TOM OF FINLAND

Aldéhydes, citron, feuilles de bouleau, pin, safraléine, poivre, cyprès, géranium, vanille, fève tonka, iris, vétiver, daim, musc, ambre gris…

L’eau glisse sur lui comme sur un marbre, s’enfonce dans les sillons de ses muscles, s’oublie sur son mâle épiderme. C’est une eau fraîche et purifiante, aldéhydes et citron en tête, une eau qui lave des errances de la nuit et fait briller la peau comme un cuivre. Tom of Finland sent le propre, le copeau de savon. C’est une ode à la beauté des corps, au rayonnement de leur masse qui fait céder les coutures. Ici, le costume est ornement, écrin jetable encadrant le pouvoir érotique des chairs. C’est un costume-courant d’air, ouvert sur l’immensité, l’amour à l’air libre et la profondeur des forêts, tout en notes végétales — feuilles de bouleau, cyprès, galbanum et pin en notes de coeur.

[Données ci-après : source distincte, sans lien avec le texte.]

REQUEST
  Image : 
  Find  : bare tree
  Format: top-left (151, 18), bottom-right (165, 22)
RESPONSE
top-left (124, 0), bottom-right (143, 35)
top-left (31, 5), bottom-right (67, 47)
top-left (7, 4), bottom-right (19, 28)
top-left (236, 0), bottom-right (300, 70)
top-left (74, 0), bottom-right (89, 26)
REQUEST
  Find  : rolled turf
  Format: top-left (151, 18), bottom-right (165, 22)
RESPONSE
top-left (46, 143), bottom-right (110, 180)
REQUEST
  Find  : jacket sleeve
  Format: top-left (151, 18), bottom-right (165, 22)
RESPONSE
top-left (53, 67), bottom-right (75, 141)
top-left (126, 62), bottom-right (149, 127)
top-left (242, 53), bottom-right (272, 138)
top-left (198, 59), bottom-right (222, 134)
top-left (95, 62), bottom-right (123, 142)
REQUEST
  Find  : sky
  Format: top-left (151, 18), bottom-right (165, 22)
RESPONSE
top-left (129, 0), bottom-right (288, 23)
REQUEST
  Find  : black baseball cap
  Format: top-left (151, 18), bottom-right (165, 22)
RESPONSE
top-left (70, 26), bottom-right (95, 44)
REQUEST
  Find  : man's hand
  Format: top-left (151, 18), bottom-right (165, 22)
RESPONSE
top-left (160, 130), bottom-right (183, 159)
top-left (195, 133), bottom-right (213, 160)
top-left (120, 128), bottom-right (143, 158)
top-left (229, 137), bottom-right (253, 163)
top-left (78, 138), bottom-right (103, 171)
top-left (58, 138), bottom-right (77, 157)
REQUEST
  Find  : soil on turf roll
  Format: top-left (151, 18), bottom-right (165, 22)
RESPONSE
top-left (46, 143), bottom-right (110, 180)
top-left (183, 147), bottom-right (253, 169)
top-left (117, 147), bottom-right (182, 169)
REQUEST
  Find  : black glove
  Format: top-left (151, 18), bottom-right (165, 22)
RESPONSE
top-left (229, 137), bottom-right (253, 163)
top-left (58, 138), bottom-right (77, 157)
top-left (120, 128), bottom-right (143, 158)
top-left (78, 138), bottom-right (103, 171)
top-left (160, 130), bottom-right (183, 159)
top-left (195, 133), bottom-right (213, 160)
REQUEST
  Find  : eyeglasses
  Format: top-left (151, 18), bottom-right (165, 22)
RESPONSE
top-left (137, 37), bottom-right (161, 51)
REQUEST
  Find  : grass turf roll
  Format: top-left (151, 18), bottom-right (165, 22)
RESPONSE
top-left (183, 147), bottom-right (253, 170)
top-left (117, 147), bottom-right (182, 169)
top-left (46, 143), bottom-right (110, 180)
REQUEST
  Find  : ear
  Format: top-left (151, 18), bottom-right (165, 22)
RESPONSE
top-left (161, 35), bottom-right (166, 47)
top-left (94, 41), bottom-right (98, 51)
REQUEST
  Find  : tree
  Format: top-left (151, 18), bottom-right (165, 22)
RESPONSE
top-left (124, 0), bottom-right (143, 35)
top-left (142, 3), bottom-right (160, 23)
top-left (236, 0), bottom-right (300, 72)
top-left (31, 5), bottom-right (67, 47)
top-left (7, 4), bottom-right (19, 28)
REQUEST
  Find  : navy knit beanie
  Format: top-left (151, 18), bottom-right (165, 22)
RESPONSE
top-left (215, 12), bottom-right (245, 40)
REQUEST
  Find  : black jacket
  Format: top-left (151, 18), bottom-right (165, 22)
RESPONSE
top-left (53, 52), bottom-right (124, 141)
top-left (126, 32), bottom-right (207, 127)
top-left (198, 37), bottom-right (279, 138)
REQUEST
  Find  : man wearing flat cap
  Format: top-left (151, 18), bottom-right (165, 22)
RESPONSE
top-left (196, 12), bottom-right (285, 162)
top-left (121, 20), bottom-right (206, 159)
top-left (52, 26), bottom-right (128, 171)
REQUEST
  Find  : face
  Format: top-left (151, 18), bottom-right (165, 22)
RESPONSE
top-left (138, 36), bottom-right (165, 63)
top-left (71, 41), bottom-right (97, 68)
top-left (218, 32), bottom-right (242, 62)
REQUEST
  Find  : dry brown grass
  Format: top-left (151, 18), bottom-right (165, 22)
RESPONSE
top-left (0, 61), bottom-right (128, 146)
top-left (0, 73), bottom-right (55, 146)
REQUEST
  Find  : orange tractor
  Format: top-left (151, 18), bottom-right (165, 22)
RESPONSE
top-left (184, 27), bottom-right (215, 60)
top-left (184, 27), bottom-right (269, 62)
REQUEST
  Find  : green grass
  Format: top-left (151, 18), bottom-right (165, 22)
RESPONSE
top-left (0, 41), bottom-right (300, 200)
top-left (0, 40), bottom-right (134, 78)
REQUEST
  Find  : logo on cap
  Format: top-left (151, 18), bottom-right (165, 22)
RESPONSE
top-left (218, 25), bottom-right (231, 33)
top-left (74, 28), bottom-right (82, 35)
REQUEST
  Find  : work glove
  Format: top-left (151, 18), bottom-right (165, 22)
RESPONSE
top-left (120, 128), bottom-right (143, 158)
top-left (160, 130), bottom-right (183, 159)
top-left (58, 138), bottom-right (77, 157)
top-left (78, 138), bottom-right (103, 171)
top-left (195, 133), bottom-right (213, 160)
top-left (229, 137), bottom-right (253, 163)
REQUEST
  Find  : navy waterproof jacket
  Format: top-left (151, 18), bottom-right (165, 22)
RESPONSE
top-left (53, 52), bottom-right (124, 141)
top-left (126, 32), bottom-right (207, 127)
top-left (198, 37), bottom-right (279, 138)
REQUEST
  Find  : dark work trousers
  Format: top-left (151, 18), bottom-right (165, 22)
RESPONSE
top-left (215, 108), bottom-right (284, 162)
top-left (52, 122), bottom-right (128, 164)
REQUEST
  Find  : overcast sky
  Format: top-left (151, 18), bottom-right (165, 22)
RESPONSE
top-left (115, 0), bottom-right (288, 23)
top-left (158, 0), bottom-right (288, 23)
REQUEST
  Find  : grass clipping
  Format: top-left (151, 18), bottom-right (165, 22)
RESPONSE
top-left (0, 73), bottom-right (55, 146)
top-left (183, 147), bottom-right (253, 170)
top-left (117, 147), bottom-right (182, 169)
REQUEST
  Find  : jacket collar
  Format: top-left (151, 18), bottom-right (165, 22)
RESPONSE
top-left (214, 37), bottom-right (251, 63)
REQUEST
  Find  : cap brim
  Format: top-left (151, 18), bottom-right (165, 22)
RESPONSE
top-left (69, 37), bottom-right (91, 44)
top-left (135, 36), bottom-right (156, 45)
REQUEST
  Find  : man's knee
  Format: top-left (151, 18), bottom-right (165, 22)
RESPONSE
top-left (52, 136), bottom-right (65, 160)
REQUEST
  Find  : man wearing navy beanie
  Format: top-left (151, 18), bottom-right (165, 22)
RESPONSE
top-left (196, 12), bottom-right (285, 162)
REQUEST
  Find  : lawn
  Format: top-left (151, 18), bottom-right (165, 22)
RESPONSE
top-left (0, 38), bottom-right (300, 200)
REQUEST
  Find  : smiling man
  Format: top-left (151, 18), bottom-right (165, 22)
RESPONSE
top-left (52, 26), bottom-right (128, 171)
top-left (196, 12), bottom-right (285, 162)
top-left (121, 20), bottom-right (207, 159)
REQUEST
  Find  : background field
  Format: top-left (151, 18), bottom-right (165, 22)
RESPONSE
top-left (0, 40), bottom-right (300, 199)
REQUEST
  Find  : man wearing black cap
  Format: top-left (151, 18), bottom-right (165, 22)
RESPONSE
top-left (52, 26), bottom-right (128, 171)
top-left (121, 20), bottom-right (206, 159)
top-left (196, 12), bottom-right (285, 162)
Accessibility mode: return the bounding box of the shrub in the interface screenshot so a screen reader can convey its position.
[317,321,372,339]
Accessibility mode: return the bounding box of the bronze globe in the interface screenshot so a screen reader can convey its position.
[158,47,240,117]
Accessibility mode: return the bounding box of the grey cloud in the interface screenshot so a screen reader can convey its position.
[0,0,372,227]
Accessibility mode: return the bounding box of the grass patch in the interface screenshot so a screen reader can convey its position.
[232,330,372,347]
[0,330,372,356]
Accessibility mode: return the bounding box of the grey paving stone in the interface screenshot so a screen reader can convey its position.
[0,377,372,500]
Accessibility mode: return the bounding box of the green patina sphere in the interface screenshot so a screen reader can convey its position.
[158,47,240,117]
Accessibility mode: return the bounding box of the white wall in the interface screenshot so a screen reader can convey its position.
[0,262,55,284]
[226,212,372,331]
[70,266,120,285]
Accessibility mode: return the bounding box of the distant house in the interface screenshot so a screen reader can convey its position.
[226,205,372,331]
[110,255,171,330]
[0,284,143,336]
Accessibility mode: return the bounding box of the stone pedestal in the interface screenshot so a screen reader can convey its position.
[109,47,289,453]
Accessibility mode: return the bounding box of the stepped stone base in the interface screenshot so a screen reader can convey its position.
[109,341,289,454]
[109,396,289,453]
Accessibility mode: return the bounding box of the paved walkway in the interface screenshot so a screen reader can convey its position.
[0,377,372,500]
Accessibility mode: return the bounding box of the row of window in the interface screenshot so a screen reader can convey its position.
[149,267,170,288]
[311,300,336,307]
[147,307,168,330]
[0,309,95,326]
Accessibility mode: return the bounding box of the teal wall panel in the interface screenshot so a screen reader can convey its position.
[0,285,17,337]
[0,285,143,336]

Hétéro, homo… ici ces mots ne sont pas de mise. L’homme Tom of Finland n’a pas de sexualité, il est sexe, ampleur, taille, démesure, verticalité. Le fantasme lui colle à la peau comme le cuir de son perfecto — daim, musc, ambre gris en notes de fond. On s’attache au métal de sa ceinture (sur un accord poivre et safraléine), on se frotte à sa sensualité daim blond sur un lit de vanille, de fève tonka et d’iris. On le veut pour jouer, jouir, violer, mourir et renaître. Encore. Tom of Finland est un hommage aux lendemains qui chantent.